Closed ketalar closed 1 year ago
I confirm (on built 2.0.0 too).
Everything is shown in the video from @ketalar The error can be triggered faster.
I'm not quite following. Html tags are not allowed in the metadata description. The opf file is xml. The only way to safely include html tags in the description metadata is to use Sigil's metadata editor (which will safely xml escape any tags that are entered).
If any unescaped tags already incorrectly preexist in an epub, they will certainly be corrupted when Sigil parses the opf in question.
In the OPF file, the HTML tags are written correctly.
<dc:description><p>Divorcé depuis peu etc.
Metadata Editor allows you to view and edit them.
But this case is different. Correctly saved tags are destroyed under special conditions.
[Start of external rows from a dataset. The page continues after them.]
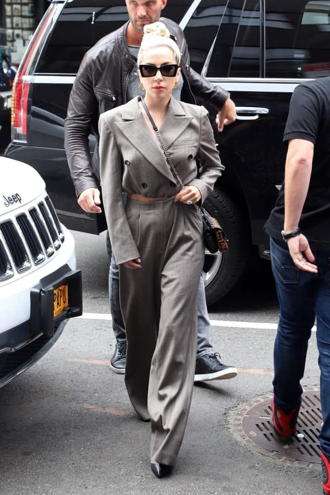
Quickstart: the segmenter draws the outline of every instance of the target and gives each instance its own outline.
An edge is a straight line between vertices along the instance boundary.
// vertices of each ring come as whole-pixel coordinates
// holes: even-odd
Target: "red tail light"
[[[49,32],[56,4],[51,4],[41,20],[26,50],[15,77],[11,97],[11,139],[26,143],[29,116],[30,76],[33,73],[41,48]]]

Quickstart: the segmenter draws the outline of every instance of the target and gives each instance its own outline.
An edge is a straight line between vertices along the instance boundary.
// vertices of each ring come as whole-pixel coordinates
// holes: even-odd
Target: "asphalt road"
[[[239,374],[195,386],[174,474],[158,480],[150,470],[150,424],[138,419],[123,376],[108,365],[114,342],[104,236],[74,236],[85,317],[71,321],[42,360],[0,389],[0,494],[321,495],[320,467],[273,460],[231,432],[236,408],[271,390],[275,330],[258,328],[277,322],[268,262],[252,261],[236,290],[210,308],[223,322],[212,328],[215,349]],[[313,333],[303,385],[318,384],[317,359]]]

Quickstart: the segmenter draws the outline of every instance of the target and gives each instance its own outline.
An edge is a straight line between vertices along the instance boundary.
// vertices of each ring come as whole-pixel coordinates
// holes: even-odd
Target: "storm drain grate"
[[[275,437],[272,421],[272,395],[263,396],[235,414],[234,433],[260,453],[303,465],[321,463],[319,435],[323,421],[320,390],[305,389],[297,421],[297,432],[287,444]]]

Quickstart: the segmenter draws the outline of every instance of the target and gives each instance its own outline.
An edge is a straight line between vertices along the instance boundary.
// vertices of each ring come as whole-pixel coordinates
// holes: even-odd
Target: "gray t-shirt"
[[[140,47],[132,47],[130,45],[128,45],[127,48],[134,58],[137,59],[138,54],[139,53],[139,50],[140,50]],[[138,66],[138,62],[137,62],[136,63],[136,66],[131,73],[129,79],[127,92],[128,101],[133,99],[133,98],[135,98],[136,96],[141,96],[144,97],[145,95],[144,91],[140,91],[139,89],[139,85],[140,82],[140,80],[139,77],[139,74],[138,74],[138,69],[139,67]],[[180,75],[178,84],[179,89],[173,90],[172,92],[172,95],[176,99],[180,101],[181,99],[181,91],[182,90],[182,87],[184,85],[184,80],[181,75]]]

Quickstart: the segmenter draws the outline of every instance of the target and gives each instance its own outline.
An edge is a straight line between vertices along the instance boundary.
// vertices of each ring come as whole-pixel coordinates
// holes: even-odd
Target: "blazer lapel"
[[[188,127],[193,118],[186,113],[180,101],[175,98],[171,99],[168,111],[159,129],[168,148]]]
[[[173,181],[173,176],[158,139],[151,134],[139,108],[138,98],[125,105],[122,118],[122,122],[115,124],[117,128],[147,161],[167,179]]]

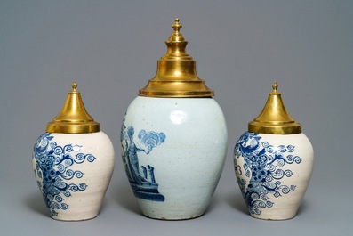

It's as if an incomplete (or double-crown) conversion is taking place.
It seems to be related to this particular file/description, because I can't prepare the minimum file to demonstrate the issue.
I see now that the description's html is indeed already xml escaped in the original. Something strange happening for sure.
Perhaps something to do with the entire metadata section of the opf being one massive line with no line-breaks?
I already know.
The
entity in the description in the metadata after renaming the image file is written as plain, while it should be written as &nbsp;
Saving the file cuts out the remaining "internal" entities.
Put
in Preserve Entities.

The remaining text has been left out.